Por: Lado B | Alinza de Medios
Desde los 12 años me daban ataques de pánico, pero cuando le pregunté a mi mamá si debía ir al psicólogo, ella dijo: “No, tú no estás tan mal”.
“Lo único que tienes es que eres muy apasionada”, me dijo el psicólogo al que consulté por primera vez, a mis 19 años, porque tenía ataques de pánico y depresión.
Él también me desanimó de consultar a un psiquiatra, diciéndome que me iban a mandar medicamentos que realmente no necesitaba y que solo iban a “cubrir” los síntomas, lo que haría más difícil que pudiera sanar el problema de origen en terapia.
Decidí darme esa oportunidad hasta mis 32 años, cuando sufría un episodio de burnout y lloraba de tristeza o frustración al menos una vez a la semana. Me diagnosticaron Trastorno por Déficit de Atención e Hiperactividad (TDAH).
Mi diagnóstico me sorprendió porque de hiperactiva no tenía nada y desde siempre me ha gustado estudiar. ¿Cómo podría tener TDAH entonces? El TDAH se asocia a niños pequeños incontrolables corriendo por todos lados y con problemas en la escuela. Yo también creía eso.
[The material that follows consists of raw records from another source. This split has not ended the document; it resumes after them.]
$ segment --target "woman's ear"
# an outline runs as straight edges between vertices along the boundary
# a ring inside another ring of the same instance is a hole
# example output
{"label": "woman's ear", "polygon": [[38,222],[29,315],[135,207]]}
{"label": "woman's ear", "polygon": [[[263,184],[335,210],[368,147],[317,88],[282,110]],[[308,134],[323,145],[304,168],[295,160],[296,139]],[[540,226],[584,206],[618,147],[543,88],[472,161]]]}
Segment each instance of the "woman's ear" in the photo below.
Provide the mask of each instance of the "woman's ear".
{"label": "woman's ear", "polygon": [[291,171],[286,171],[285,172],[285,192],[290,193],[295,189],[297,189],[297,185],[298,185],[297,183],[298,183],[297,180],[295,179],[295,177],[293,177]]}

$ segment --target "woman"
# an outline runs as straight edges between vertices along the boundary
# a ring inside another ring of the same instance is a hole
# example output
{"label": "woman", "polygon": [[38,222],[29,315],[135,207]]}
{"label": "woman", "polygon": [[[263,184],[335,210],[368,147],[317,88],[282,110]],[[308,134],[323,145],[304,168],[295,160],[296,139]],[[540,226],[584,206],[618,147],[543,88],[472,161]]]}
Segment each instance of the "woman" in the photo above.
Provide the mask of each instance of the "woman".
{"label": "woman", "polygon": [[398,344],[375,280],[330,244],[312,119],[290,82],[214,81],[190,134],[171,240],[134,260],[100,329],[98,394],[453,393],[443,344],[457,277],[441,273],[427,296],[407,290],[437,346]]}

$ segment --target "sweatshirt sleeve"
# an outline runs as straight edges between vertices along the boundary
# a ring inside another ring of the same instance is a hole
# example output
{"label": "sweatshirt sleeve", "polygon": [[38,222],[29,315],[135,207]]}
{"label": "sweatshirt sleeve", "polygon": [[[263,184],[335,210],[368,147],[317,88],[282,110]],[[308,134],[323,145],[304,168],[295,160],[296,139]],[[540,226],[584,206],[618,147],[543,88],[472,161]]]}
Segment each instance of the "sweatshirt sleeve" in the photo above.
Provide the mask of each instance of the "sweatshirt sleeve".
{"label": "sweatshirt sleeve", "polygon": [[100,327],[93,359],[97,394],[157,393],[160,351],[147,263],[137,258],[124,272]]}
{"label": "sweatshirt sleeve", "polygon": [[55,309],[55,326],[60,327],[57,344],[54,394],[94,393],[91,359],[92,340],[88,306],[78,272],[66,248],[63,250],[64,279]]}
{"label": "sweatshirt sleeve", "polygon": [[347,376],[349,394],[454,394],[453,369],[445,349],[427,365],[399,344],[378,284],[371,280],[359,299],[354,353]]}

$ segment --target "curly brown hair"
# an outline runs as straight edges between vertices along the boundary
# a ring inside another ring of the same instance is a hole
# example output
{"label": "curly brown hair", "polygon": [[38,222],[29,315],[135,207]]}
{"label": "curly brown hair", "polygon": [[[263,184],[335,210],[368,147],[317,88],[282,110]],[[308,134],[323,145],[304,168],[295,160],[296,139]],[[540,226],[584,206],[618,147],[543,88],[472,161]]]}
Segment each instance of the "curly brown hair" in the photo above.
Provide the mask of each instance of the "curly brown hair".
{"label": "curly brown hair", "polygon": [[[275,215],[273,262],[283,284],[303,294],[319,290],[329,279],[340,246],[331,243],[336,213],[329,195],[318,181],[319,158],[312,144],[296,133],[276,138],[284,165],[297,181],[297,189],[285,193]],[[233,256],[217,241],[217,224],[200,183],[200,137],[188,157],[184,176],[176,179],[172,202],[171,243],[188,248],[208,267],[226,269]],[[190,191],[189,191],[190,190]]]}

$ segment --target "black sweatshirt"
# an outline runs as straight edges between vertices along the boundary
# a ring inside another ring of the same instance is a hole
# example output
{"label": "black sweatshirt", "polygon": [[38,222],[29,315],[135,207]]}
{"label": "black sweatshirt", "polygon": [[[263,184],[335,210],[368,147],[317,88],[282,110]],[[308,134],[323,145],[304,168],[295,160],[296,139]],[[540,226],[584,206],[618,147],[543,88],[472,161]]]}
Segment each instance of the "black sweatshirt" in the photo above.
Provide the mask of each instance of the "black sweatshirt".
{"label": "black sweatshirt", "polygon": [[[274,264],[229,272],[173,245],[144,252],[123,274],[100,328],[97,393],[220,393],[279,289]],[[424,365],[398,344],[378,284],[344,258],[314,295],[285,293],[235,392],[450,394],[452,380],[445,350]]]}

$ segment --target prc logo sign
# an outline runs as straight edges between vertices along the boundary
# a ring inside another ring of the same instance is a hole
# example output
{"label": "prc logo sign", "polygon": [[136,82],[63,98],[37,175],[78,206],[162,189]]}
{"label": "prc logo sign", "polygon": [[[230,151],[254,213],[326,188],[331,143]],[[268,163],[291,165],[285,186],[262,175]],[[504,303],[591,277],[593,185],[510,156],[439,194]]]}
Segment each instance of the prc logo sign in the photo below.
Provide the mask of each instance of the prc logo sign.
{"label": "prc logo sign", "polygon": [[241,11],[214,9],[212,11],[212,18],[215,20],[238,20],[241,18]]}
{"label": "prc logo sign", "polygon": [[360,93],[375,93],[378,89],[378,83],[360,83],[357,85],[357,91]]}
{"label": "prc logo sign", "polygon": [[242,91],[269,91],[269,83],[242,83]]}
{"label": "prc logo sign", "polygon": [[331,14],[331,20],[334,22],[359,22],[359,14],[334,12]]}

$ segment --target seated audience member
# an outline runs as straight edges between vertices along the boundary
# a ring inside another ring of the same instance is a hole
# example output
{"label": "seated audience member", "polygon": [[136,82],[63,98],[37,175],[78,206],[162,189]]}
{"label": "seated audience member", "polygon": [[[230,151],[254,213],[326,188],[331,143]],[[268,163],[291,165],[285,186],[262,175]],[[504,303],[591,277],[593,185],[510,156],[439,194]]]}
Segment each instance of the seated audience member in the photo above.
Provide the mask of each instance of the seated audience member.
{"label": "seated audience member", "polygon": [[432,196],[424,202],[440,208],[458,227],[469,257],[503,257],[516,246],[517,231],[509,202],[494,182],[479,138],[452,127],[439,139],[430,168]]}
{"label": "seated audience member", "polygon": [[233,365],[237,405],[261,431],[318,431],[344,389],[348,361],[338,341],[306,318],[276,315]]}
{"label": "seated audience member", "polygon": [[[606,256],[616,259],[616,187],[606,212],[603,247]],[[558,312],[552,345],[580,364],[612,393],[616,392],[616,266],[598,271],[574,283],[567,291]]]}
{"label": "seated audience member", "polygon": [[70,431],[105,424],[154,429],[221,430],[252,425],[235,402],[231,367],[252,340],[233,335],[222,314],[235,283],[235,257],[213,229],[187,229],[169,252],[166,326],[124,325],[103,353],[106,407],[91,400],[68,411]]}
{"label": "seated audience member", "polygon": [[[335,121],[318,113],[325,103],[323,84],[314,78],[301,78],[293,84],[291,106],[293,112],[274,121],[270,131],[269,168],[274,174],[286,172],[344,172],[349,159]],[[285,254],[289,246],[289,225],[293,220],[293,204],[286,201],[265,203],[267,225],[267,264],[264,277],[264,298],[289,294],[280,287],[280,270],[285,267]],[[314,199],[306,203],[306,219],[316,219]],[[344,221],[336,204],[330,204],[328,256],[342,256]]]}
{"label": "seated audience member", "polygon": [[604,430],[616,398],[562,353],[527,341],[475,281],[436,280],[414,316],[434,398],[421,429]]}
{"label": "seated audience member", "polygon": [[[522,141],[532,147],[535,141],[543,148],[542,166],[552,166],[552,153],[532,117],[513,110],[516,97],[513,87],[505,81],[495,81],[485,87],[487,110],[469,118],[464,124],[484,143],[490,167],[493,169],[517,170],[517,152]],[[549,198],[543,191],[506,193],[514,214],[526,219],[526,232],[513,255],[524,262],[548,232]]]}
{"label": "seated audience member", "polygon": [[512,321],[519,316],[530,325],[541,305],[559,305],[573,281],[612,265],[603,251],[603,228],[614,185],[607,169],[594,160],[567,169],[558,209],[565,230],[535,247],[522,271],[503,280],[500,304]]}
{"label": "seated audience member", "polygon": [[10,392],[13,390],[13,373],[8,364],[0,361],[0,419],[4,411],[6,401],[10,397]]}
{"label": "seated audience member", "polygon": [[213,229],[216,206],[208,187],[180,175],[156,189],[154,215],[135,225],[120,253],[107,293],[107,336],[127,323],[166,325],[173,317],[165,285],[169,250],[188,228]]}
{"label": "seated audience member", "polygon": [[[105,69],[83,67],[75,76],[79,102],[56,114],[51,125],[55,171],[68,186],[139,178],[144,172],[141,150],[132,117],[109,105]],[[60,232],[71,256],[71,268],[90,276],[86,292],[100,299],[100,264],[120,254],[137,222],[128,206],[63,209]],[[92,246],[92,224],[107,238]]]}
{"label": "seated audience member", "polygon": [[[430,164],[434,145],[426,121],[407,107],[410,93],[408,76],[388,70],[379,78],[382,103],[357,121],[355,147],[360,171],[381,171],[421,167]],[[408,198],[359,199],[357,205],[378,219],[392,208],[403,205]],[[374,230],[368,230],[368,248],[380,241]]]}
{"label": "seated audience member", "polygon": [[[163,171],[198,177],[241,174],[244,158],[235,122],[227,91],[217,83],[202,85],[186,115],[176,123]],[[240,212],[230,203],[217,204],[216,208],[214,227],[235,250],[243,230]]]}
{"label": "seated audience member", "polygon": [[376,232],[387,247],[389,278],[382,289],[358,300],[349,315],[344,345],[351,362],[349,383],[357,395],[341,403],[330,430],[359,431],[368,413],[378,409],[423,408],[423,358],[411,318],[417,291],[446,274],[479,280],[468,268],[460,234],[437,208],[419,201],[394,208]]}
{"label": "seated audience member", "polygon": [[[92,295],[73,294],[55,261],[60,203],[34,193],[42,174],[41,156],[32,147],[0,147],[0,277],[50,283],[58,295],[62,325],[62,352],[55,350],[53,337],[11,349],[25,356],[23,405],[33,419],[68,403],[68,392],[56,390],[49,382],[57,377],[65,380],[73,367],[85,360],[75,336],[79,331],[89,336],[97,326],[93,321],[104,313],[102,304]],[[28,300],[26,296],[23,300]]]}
De hecho, hasta hace 9 años solo se diagnosticaba en infantes.
Esta situación representó muchísimas dudas e invalidación propias y de terceros, con comentarios como: “Todos nos distraemos a veces, no creo que tú tengas TDAH”. Hasta yo estaba de acuerdo con eso cuando recién recibí el diagnóstico, pero, a la vez, ya todo para mí era objeto de análisis.
¿Es realmente normal no saber dónde dejaste tu celular varias veces al día? ¿Es realmente normal haber tenido episodios depresivos cada año mientras estuve en la universidad, a causa de querer cambiar de carrera frecuentemente? En las respuestas de esas preguntas hay matices, es complejo. Igual de complejo y multifactorial es el diagnóstico.